Je n'entendais que les battements de mon coeur, dans le silence.
Mais les rayons de la lune, à travers les bambous également distants entre eux de ma case, venaient jouer jusque sur mon lit. Et ces clartés régulières me suggéraient l'idée d'un instrument de musique, le pipeau des Anciens, que les Maories connaissent et qu'ils nomment vivo. La lune et les bambous le dessinaient, exagéré: tel, c'est un instrument silencieux, tout le jour durant; la nuit, dans la mémoire et grâce à la lune, il redit au songeur les airs aimés. Je m'endormis à cette musique.
Entre le ciel et moi, rien, que le grand toit élevé, frêle, en feuilles de pandanus, où nichent les lézards.
J'étais bien loin de ces prisons, les maisons européennes!
Une case maorie ne retranche point l'homme de la vie, de l'espace, de l'infini…
Cependant je me sentais, là, bien seul.
De part et d'autre, les habitants du district et moi, nous nous observions, et la distance, entre nous, restait entière.

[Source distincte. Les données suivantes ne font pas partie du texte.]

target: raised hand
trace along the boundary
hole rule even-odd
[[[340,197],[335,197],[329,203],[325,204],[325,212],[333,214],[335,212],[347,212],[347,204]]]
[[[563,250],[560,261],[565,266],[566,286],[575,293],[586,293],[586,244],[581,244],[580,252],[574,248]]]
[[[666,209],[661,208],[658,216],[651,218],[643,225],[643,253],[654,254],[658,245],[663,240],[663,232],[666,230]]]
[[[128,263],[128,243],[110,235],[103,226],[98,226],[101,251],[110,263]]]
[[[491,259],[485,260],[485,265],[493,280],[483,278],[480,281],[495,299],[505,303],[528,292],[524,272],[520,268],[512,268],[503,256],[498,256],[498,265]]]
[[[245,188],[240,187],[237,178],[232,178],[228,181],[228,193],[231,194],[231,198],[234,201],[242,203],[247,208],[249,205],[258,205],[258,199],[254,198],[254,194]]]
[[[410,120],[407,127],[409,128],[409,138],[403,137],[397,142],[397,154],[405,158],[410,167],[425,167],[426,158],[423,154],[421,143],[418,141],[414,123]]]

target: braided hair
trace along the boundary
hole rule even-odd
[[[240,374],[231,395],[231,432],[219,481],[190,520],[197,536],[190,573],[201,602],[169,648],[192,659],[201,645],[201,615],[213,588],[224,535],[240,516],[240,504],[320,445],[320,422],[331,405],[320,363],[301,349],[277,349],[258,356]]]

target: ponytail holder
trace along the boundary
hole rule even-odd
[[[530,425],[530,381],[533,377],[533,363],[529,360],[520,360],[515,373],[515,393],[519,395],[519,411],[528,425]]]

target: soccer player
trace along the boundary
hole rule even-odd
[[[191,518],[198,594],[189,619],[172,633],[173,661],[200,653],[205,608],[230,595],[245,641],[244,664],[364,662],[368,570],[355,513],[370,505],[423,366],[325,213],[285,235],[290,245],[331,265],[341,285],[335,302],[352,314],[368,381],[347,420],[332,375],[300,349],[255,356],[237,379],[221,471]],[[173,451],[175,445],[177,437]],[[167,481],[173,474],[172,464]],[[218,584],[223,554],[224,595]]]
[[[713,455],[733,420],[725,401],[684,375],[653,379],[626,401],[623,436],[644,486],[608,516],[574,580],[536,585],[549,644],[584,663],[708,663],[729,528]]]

Dès le surlendemain, j'avais épuisé mes provisions. Que faire? Je m'étais imaginé qu'avec de l'argent je trouverais tout le nécessaire de la vie. Je m'étais trompé. Franchi le seuil de la ville, c'est à la nature qu'on doit s'adresser pour vivre, et elle est riche, elle est généreuse, elle ne refuse rien à qui va lui demander sa part des trésors dont elle a d'inépuisables réserves dans les arbres, dans la montagne, dans la mer. Mais il faut savoir grimper aux arbres élevés, il faut pouvoir aller dans la montagne et en revenir chargé de fardeaux pesants, savoir prendre le poisson, pouvoir plonger, arracher dans le fond de la mer le coquillage solidement attaché au caillou,—il faut savoir, il faut pouvoir!
J'étais, donc, moi, le civilisé, singulièrement inférieur, dans la circonstance, aux sauvages. Et je les enviais. Je les regardais vivre, heureux, paisibles, autour de moi, sans plus d'effort qu'il n'est essentiel au quotidien des besoins,—sans le moindre souci de l'argent: a qui vendre, quand les biens de la nature sont à la portée de la main!